Arriving on the planet Olleril in the 56th century the Doctor and his companions find themselves menaced by the cult of Luminus, who secretly run the planet. Soon separated and with the Doctor replaced by a robot duplicate they find themselves placed in one danger after the other.
At the same time the god-like Friars of Pangloss send the gun totting spider mutant Ernie ‘Eight-Legs’ McCartney to kill the Doctor and recover the fabled red glass that the Doctor took from them while in his first incarnation.
Everything culminates with the revelation that the Cult of Luminus is run by a 12 year old boy named Crispin who plans to turn everyone into characters from the television show.
This story is chaotic, with many crazy elements introduced into the setting. While it could be criticised for being messy it is fun. As menacing as the threats are they are still silly. You really get a sense that this was a chance to lighten the mood after the intense ‘Alternative Universe’ saga.
While the plot might hang together it is the setting that makes it memorable. It is hard to forget spider assassins with Yorkshire accents, the Doctor pretending to be Bernice’s senile old father or a deadly disco floors that can kill you with blasts of anti-matter.
My personal feeling is that this is closer to a Sixth Doctor story. It has a lot of satire and, while funny, has a very high body count. Only the Doctor’s whimsical behaviour keeps this adventure from becoming too grim.
The planet of Olleril provides a good example of creating a setting that is primarily there to provide danger for the player characters. It helps that the reason it is so strange, and modelled on 20th century Earth, is because it is secretly run by an evil cult.
If the players realise that the culture and environment couldn’t have occurred naturally they’ll have to assume that it is an artificial construction. They can then begin to try and discover who built it and why.
This can also be used to design an adventure that satirise our modern society. Player characters could arrive on a world where the inhabitants have to perform on talent shows for the entertainment of a distant planet in order to receive daily rations or encounter a society where social networking is more important than actual physical accomplishments.

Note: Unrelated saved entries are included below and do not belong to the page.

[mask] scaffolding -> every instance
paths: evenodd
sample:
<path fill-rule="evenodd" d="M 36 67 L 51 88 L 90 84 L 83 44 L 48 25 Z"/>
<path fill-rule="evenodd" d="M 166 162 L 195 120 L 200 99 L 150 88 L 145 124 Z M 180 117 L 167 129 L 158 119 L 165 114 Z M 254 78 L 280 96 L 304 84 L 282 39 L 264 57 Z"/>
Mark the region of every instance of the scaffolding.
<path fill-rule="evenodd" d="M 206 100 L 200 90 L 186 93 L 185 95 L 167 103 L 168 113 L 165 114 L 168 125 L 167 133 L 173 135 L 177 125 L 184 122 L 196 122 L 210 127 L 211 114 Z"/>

‘Vengeance on Varos’ and ‘Revelation of the Daleks’ are both examples of how to use satire to make a setting grotesque. ‘The Happiness Patrol’ is a more subtle satire, although no less effective.

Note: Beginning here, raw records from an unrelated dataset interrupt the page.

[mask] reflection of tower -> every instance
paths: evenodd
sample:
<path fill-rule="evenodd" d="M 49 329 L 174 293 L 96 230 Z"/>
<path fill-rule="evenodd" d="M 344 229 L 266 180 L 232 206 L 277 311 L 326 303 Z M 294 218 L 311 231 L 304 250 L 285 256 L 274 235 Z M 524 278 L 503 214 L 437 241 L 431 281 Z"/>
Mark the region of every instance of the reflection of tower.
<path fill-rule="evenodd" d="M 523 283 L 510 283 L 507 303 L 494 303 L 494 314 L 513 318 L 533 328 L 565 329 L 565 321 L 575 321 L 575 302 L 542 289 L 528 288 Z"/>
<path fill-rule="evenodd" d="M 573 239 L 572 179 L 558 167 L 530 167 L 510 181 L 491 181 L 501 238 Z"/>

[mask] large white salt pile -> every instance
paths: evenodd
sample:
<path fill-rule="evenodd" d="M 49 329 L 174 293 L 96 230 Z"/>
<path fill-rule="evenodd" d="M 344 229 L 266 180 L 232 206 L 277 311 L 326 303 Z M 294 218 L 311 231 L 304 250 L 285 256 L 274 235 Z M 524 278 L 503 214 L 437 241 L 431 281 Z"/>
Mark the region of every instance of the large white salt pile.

The nature of the player characters is to rebel against this status quo. The aim is that the player gain some form of cathartic pleasure from tearing down the establishment and freeing people from their oppression.
It is easy when designing an adventure to have only one villain in the story. This story is a good example of how to include multiple opponents for the player characters. This puts extra pressure on the players, forcing them to respond to attacks from multiple directions and work out the agenda of each party.

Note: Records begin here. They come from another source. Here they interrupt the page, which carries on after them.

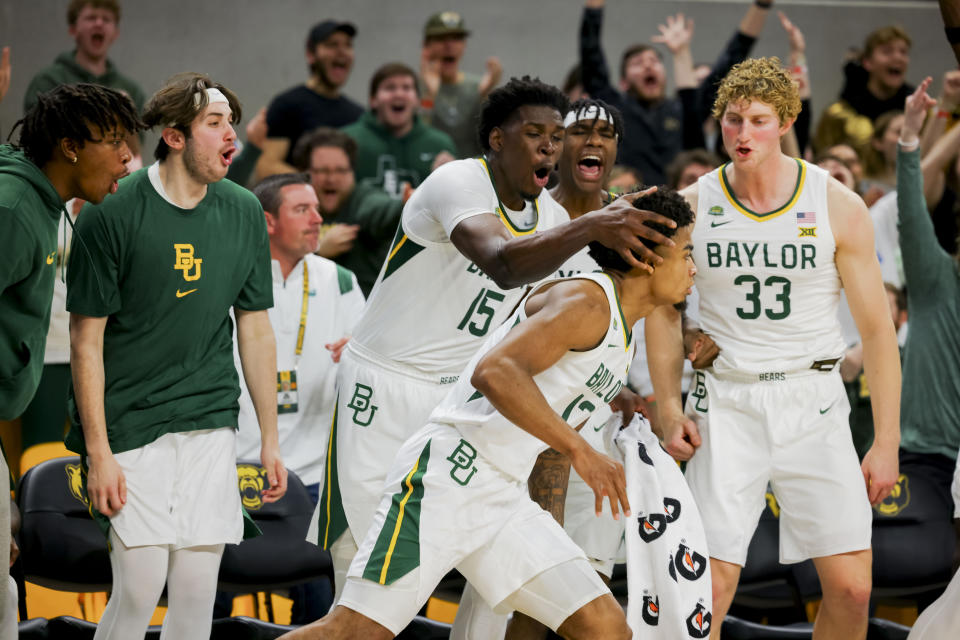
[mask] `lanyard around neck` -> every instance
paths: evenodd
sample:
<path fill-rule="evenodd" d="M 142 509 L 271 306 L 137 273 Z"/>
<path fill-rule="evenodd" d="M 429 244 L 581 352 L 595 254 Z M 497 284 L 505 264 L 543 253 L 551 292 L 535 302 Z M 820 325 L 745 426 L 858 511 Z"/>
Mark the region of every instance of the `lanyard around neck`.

The other advantage is that it means that the villains will be tripping over each other in their attempts to get at the player characters. In this story Ernie ‘Eight-Legs’ McCartney destroys the robot duplicate created by the Luminus cult and later destroys their submarine.
Player characters could find themselves saved when one set of opponents foil the plans other another group of villains. They can also try to engineer this themselves, playing one off against the other.
Over the course of the adventure you can experiment with different alliances. Maybe one group temporary allies with the player characters against a common enemy or both groups could join together to defeat the player characters. There can be betrayals, double-crossing and new alliances forged during the game.
You may wish to have the player characters deal with each group individually but it is more satisfying if you can engineer it so that everything culminates in one place. This lets the player characters bring both plot threads to a close, reaching a natural conclusion.
Crispin, a boy genius and completely evil, is a very original villain. Although intelligent his plan to make people docile by turning them into television characters is just the kind of idea that a 12 year old would come up with. It also explains why the cults giant submarine is named ‘Gargantuan’.
When designing a villain it can be useful to think ‘What does he want?’ and ‘How will he get it?’ Who the villain is and their background will inform their decisions and so changing these factors are the best way to come up with a unique plot.
What would an up-lifted super intelligent dog want? Would it want to enslave the inhabitants of a planet so it is ‘top dog’? Would it declare war on a race of humanoid cats? Does it want to excavate dinosaur bones?
If the spoiled 16 year old girl of a galactic emperor was given a planet to rule for her birthday what would she do with it? Would she make them worship her like a god? Would she torture them just because she could? Would she transform it into a war world and launch a military strike against her father?
The red glass the Friars of Pangloss are so desperate to retrieve from the Doctor is revealed to be exactly what it appears, red glass. It was the Friars who gave it its mystique, making their servants fear it.
In the rational, scientific universe of Doctor Who it is relief that some powerful artefacts are actually completely ordinary. It does prove that sometimes an items power is directly related to the belief placed in it.
This is a neat twist for adventures based around the pursuit of an artefact. It can serve as an ironic twist if the villains are able to obtain it before the player characters, only to find that it is useless.
This could also put the player characters in a difficult situation if they were relying on the artefact being able to do what it was supposed to or they were expected to give it to someone else who won’t be happy if it doesn’t do what it says.